Community leaders in Baltimore County are strongly criticizing a proposal by the Community College of Baltimore County to lease land on its Essex campus to a private developer for a senior housing complex, and a college official said widespread resistance to the idea may hurt its chances for approval.
In letters, officials with several community associations and at least one county councilman have expressed concerns about the proposal. And the attentions of CCBC's board of trustees will soon have to turn toward the search for a replacement for Chancellor Irving Pressley McPhail, who announced this week that he plans to leave his job in June, said Francis X. Kelly, a former state senator who chairs the trustee board.
"We've got a lot of fish to fry, and I'm not going to let the board get bogged down in something that's not going to fly," Kelly said this week.
He said he has not yet polled other trustees about the proposal, and the board will likely discuss the idea again at their April meeting. But the college depends on the county and the community for support, and the proposal has generated "negative feelings," he said.
"My sense right now is it's not looking good," he said.
In a letter to the board, Dennis Eckard, president of the 1,600-member Perry Hall Improvement Association, called the idea a "travesty." The Essex-Middle River Civic Council, an umbrella group of 20 east-side community organizations, and the Oliver Beach Improvement Association in Chase also criticized the idea.
In an interview, Eckard, a retired county school counselor, said, "The original idea of an Essex campus was exclusively for a college, and to give it away or sell it is very troubling."
He said community members had significant input, including on-site selection, when the college opened in 1957.
Hope Hall Davis, a CCBC spokeswoman, said that the board received the letters and that they "will be taken into consideration." She said the potential developer, Friends Care Inc., would meet with residents.
William "Rocky" Jones, leader of the Essex-Middle River group, wrote in his letter, "Once this land is taken away for the purpose of something that was not intended, it is gone forever. And who benefits?"
Sherman C. Nichols, president of the association in Oliver Beach, wrote, "For a campus as small and restricted in size as Essex, we find it ludicrous to think of leasing the 5 (five) or so acres to a developer for $1.00 (one dollar) per year to build senior housing."

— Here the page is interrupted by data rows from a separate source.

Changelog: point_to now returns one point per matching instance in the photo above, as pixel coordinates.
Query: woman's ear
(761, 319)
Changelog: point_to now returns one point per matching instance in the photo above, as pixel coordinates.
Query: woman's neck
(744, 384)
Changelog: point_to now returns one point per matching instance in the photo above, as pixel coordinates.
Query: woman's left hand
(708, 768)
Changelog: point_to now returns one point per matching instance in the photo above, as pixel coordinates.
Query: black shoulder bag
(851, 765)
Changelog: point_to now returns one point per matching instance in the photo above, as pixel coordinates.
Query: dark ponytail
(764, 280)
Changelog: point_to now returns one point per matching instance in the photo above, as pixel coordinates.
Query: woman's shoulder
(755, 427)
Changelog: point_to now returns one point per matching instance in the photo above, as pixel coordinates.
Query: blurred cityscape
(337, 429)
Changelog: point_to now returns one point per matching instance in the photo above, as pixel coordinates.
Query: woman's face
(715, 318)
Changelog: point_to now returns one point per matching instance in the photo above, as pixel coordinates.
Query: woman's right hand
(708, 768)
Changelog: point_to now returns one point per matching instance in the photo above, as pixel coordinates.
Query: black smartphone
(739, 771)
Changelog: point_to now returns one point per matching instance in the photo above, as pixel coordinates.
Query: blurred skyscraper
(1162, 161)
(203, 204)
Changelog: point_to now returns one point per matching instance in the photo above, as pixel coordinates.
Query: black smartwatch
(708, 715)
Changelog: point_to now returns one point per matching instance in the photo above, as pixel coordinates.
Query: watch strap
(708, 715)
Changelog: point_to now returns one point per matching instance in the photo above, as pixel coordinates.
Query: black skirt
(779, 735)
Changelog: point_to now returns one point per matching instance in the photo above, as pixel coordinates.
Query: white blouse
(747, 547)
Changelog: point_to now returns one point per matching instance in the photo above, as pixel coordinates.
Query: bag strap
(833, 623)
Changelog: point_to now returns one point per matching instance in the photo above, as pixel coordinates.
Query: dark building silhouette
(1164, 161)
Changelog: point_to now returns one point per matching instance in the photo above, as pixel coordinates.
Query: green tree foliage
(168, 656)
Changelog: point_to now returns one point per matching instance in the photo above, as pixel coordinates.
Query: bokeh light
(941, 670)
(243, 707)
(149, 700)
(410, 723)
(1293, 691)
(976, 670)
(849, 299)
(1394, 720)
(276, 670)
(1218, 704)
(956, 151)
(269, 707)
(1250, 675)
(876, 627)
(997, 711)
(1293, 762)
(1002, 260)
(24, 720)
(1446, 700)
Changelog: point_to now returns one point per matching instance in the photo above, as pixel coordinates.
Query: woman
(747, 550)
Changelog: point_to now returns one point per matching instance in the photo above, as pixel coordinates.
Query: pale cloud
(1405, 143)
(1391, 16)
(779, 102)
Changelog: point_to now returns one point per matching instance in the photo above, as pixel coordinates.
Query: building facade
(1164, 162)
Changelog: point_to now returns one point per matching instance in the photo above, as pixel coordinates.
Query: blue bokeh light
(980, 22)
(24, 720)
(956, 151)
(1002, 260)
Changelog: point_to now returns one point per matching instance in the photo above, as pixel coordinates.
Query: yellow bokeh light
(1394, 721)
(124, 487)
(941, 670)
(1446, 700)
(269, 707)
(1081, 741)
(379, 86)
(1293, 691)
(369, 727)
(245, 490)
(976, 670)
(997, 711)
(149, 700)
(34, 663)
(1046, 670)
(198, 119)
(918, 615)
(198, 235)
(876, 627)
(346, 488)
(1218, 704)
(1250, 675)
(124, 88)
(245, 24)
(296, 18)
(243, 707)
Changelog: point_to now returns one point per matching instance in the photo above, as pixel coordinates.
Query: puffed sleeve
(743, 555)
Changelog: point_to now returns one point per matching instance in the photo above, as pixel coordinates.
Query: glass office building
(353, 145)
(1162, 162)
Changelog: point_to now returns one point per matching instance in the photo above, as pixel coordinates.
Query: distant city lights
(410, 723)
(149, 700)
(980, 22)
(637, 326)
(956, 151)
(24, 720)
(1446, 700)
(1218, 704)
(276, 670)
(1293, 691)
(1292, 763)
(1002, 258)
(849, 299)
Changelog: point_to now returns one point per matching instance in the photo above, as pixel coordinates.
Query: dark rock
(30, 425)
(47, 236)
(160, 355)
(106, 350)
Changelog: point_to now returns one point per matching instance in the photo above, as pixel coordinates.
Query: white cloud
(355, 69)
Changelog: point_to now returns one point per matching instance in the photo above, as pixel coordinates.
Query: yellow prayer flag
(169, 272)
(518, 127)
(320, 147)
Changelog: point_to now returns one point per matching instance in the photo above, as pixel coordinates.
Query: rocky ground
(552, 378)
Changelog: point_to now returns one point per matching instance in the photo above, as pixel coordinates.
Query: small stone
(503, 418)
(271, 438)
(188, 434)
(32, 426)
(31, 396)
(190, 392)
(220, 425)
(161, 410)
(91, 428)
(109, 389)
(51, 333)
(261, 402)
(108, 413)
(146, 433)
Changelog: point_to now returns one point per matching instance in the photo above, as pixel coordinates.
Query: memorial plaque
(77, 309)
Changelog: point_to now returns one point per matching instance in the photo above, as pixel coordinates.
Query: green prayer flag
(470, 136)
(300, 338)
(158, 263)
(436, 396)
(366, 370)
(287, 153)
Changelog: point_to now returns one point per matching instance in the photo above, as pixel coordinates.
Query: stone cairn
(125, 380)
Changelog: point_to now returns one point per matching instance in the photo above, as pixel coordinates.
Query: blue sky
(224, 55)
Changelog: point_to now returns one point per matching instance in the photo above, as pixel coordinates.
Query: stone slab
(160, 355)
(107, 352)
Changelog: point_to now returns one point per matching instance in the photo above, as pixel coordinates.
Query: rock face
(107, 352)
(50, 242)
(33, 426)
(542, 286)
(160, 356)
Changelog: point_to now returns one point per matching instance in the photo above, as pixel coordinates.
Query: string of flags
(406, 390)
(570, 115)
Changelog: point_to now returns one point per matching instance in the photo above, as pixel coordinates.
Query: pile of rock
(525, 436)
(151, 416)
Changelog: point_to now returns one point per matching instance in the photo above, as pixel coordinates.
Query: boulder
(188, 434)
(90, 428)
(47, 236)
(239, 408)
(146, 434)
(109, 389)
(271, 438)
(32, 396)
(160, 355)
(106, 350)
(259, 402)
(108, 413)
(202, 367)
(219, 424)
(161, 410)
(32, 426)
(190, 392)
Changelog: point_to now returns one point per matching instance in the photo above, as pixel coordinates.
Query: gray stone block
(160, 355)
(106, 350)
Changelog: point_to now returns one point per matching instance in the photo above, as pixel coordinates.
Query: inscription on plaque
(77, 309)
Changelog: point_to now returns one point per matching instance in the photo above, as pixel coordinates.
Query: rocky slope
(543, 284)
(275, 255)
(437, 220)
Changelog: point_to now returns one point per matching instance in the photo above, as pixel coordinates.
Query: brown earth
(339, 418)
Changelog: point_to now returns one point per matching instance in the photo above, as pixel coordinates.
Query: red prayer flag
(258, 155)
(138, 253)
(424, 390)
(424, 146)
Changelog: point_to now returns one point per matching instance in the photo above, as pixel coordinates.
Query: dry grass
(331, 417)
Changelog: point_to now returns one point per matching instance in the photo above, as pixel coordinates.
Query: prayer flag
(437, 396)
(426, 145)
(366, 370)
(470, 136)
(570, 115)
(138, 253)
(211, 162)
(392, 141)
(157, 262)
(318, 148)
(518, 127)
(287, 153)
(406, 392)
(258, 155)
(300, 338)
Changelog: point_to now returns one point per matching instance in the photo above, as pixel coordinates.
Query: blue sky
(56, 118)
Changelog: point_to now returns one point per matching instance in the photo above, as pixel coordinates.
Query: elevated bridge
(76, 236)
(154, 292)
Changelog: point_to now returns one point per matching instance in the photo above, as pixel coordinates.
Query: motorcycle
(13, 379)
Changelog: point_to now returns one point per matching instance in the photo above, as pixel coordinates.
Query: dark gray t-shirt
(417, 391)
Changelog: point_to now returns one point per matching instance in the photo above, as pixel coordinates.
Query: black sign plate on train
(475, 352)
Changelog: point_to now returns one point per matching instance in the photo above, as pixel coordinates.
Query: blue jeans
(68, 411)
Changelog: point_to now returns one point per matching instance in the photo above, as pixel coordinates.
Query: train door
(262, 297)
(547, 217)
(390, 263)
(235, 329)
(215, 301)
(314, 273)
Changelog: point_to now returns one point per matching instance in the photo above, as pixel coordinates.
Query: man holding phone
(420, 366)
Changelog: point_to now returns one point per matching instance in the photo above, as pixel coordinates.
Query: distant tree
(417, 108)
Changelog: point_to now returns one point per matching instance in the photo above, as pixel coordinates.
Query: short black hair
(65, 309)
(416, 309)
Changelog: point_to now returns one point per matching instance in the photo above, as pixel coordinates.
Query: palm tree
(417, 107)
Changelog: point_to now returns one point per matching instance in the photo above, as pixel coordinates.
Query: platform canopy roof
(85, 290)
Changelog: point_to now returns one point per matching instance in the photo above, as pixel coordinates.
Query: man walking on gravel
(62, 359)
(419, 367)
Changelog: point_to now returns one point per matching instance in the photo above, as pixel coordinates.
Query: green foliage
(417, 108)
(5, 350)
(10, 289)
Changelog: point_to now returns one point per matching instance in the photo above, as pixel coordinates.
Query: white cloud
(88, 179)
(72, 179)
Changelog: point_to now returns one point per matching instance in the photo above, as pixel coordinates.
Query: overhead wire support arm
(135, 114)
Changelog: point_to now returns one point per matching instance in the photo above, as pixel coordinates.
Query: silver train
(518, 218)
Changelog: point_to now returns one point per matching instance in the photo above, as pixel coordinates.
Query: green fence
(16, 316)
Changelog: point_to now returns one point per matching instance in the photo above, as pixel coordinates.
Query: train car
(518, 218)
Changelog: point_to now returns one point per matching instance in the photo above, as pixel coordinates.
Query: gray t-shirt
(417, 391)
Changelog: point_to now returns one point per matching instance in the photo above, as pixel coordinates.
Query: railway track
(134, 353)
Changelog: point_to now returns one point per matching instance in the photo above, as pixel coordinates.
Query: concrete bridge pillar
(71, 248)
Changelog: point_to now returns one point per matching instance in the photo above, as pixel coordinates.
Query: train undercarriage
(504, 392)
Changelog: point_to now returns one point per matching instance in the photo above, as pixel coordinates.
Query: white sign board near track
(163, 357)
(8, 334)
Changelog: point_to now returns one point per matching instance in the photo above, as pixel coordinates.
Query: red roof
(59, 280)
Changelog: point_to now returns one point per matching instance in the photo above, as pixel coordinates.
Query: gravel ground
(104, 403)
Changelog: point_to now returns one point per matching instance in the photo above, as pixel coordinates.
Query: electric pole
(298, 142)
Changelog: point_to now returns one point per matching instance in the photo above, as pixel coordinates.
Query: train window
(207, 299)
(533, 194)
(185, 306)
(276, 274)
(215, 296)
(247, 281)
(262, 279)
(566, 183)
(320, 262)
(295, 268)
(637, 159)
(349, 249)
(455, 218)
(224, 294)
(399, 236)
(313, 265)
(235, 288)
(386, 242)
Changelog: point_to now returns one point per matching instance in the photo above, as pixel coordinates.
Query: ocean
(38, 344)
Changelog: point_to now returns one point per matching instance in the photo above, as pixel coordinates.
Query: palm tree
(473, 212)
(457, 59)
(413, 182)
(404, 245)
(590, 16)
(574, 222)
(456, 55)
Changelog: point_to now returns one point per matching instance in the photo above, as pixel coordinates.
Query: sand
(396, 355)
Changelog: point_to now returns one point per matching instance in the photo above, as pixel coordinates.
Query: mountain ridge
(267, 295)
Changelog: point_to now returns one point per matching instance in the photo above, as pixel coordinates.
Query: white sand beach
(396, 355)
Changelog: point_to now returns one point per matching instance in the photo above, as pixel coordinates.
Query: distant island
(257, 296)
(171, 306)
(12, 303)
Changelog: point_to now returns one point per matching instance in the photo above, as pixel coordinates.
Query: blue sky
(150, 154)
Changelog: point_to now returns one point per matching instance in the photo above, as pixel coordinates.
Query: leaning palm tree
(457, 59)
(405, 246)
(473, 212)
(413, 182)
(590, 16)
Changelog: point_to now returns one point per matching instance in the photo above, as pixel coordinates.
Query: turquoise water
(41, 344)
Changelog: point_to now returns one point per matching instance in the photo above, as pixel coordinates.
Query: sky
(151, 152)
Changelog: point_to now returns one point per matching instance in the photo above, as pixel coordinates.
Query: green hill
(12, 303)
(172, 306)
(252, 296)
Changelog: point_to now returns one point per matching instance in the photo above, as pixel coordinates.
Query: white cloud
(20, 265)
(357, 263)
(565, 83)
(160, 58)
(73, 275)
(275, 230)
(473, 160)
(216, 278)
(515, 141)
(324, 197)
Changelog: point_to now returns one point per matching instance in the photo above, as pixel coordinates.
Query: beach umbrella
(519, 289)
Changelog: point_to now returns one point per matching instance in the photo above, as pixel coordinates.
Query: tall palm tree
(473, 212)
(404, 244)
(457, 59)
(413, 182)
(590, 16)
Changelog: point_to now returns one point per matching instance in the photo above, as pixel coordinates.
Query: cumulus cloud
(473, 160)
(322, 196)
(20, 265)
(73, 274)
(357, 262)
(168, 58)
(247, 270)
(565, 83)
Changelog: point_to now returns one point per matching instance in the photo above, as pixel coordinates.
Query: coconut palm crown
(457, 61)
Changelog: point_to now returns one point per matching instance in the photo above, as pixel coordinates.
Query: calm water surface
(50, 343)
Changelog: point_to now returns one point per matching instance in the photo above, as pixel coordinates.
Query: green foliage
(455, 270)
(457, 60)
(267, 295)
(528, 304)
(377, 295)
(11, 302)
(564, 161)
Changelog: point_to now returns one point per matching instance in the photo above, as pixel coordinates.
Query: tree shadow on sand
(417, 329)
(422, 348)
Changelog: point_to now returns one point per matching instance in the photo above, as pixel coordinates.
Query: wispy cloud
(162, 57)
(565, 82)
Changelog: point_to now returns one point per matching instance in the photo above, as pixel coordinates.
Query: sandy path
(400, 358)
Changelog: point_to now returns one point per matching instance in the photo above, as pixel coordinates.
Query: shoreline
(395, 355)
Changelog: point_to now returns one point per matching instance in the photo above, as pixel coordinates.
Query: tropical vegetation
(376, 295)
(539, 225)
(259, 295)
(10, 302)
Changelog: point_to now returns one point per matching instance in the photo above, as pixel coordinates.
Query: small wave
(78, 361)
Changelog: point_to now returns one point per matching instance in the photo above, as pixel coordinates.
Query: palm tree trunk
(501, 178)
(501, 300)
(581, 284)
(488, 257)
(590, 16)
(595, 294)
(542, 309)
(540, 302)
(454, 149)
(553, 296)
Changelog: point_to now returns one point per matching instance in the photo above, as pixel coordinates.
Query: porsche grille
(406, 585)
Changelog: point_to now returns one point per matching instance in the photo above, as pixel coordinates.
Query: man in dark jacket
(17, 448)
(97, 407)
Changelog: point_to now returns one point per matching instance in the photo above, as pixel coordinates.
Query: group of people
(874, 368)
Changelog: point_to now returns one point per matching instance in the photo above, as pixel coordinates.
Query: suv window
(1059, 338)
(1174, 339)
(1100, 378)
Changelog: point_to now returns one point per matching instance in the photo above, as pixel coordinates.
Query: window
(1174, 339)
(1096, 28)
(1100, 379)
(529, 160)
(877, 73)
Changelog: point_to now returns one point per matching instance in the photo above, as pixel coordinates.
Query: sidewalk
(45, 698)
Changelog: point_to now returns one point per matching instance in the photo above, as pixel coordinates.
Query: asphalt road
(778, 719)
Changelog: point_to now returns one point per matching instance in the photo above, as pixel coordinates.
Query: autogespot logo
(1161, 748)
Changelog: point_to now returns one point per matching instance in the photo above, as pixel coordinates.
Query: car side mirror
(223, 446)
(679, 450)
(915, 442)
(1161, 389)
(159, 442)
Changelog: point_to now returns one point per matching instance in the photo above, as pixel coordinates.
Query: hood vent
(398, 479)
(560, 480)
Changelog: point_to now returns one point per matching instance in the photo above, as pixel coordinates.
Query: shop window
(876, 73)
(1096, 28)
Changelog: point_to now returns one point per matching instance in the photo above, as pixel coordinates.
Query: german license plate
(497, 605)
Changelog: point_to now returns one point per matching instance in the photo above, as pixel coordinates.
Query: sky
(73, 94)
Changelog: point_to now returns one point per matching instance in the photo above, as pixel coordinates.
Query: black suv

Brenda Becker, a spokeswoman for Friends Care, said the organization held a meeting for community groups in October, but it was not well-attended, and the nonprofit organization has been asked to "reach out to communities again."
"I think once people hear more about ... what we want to do, they won't be opposed," she said.
The critical letters, including one from Councilman Vincent J. Gardina, come as CCBC officials explore leasing a 5-acre lot on the western corner of the Essex campus for a proposed 133-unit elderly housing complex. Community opposition scuttled a similar proposal for the Dundalk campus four years ago.
Officials with Friends Care have proposed a four-story, 117,000-square-foot building, part of which would be used to house offices for CCBC's Senior Institute and include space for arts events and courses, according to an information packet presented to the community college trustees.
The $13.55 million complex would be built on part of an athletic practice field, but Friends Care would pay to reconstruct and improve a second field as part of the plan, Becker said.
College officials have said a senior housing project could blend lifestyles and generations on campus and bring revenue to the college.
Sun staff writer Lisa Goldberg contributed to this article.